J'abrège volontairement cette présentation des personnages et du scénario pour m'attarder tout de suite sur le système de jeu qui mérite pas mal d'explications. L'histoire, vous la découvrirez par vous-même au moyen des cut-scenes et des dialogues, du moins si vous comprenez l'anglais, mais leur teneur ne constitue pas, à mon avis, le véritable point fort du titre. L'ambiance se veut toutefois agréablement imprégnée de l'approche western qui a fait la réputation de la série, et le rôle des protagonistes qui échafaudent des plans dans le QG ennemi n'est pas sans rappeler le fameux Skies of Arcadia. Plus linéaire que ses prédécesseurs, Wild Arms 4 vous entraîne dans un voyage d'une trentaine d'heures à travers une succession de niveaux, donjons et villages, qui s'enchaînent sans que l'on puisse vraiment partir à l'aventure en empruntant des voies détournées. Un manque de liberté qui s'explique par la disparition des déplacements en extérieur via une map en 3D, remplacée ici par une simple carte permettant d'atteindre chaque destination instantanément. Autant dire qu'on avance très vite dans cet épisode, surtout que la difficulté globale se révèle assez faible, ne serait-ce que parce que les personnages regagnent toute leur énergie entre chaque combat et que l'assainissement de certains points de sauvegarde permet carrément de désactiver les rencontres aléatoires dans la plupart des donjons dès qu'on en ressent le besoin.
Une approche qui prouve que les concepteurs ont voulu privilégier l'aspect stratégique des combats et la résolution des énigmes au détriment de l'exploration. Les donjons proposent ainsi un très grand nombre de casse-tête à résoudre en utilisant les outils trouvés en chemin, mais aussi beaucoup de phases de plates-formes assez inattendues dans un jeu de rôle. L'occasion de mettre à contribution la technique d'accélération de Jude qui permet de ralentir tous les éléments extérieurs pour surmonter certains pièges. Si ces séquences se révèlent parfois délicates, elles ne sont pas pénalisantes dans le sens où on peut recommencer autant de fois qu'on veut en repartant directement au début du dernier écran.
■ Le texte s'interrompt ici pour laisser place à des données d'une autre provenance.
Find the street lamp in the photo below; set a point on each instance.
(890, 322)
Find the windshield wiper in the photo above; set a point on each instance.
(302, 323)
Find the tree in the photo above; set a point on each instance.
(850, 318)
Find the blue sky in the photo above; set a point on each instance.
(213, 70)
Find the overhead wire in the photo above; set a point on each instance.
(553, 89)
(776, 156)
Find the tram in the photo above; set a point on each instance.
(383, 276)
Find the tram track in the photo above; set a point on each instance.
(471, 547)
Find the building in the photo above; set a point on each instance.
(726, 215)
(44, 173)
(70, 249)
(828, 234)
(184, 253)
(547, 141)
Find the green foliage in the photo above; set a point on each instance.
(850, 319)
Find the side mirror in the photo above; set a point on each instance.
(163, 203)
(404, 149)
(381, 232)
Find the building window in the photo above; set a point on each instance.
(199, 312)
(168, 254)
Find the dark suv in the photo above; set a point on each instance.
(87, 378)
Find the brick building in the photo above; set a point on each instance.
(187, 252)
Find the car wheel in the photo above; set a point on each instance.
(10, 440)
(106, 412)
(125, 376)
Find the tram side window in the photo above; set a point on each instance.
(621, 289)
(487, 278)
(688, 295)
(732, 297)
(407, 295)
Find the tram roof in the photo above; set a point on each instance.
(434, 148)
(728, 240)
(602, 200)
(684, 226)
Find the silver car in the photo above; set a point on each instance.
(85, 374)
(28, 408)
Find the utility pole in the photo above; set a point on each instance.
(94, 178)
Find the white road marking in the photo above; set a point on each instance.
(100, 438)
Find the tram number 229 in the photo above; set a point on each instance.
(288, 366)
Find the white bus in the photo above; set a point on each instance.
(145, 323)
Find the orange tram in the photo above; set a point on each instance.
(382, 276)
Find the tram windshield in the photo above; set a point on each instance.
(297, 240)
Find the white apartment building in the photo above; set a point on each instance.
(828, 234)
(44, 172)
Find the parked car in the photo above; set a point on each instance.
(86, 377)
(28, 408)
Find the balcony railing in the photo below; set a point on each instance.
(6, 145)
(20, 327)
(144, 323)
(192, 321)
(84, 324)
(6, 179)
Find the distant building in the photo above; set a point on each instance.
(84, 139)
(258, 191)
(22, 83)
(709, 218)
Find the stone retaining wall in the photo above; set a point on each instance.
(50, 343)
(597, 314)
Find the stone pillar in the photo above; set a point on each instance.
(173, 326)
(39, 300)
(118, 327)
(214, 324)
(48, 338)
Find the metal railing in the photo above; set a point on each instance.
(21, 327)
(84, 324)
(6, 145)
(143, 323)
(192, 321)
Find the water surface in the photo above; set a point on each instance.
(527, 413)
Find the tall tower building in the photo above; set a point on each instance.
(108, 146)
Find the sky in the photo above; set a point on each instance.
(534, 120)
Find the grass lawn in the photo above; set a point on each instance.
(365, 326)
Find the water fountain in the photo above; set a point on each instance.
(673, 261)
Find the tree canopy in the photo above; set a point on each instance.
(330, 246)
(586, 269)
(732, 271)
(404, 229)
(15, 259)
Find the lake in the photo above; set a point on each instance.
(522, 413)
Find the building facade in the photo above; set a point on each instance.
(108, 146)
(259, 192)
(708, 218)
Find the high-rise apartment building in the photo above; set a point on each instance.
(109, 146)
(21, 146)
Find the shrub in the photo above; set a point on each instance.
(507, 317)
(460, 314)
Par cet aspect-là, le soft se démarque agréablement des autres RPG sur consoles et s'autorise en même temps une vraie diversité dans les situations proposées. Le système d'obtention des compétences est aussi plutôt bien pensé puisqu'il vous permet d'attribuer temporairement les points obtenus en montant de niveau dans les aptitudes de votre choix avant de les acquérir définitivement lorsque vous atteindrez le niveau requis. Dans le même ordre d'idées, l'ARM de Jude évoluera suivant vos choix, à condition de dénicher les items prévus à cet effet et qui, à l'instar des badges à équiper, font partie des éléments les mieux cachés dans le jeu.
Au milieu de toutes ces bonnes idées, ce qui satisfera le plus le joueur sera sans doute le système de combat, radicalement différent de ce qu'on avait pu voir auparavant dans la série. L'arène se divise maintenant en plusieurs hexagones appelés HEX qui constituent autant de zones dans lesquelles les personnages et les ennemis vont pouvoir se déplacer pour agir. Selon l'action que vous voulez effectuer, vous devrez donc rester à distance ou bien vous approcher d'une zone adjacente pour frapper, mais la subtilité vient du fait que ce sont toutes les unités présentes sur cet HEX qui seront touchées. C'est aussi valable dans l'autre sens, et tout l'intérêt de ce système réside dans le dilemme posé par l'envie de regrouper tous ses alliés, pour par exemple les soigner d'un seul coup, au risque que chacun d'entre eux subisse des dommages lorsqu'un ennemi attaquera leur HEX. Il faut bien sûr garder à l'esprit que ce ne sont pas les unités qui sont frappées directement par les altérations d'état, mais seulement la zone où elles se trouvent, ce qui veut dire qu'il suffit de se déplacer pour y échapper. Le système permet ainsi de mettre en place de véritables stratégies de combat, et renouvelle constamment les affrontements pour le plus grand plaisir du joueur.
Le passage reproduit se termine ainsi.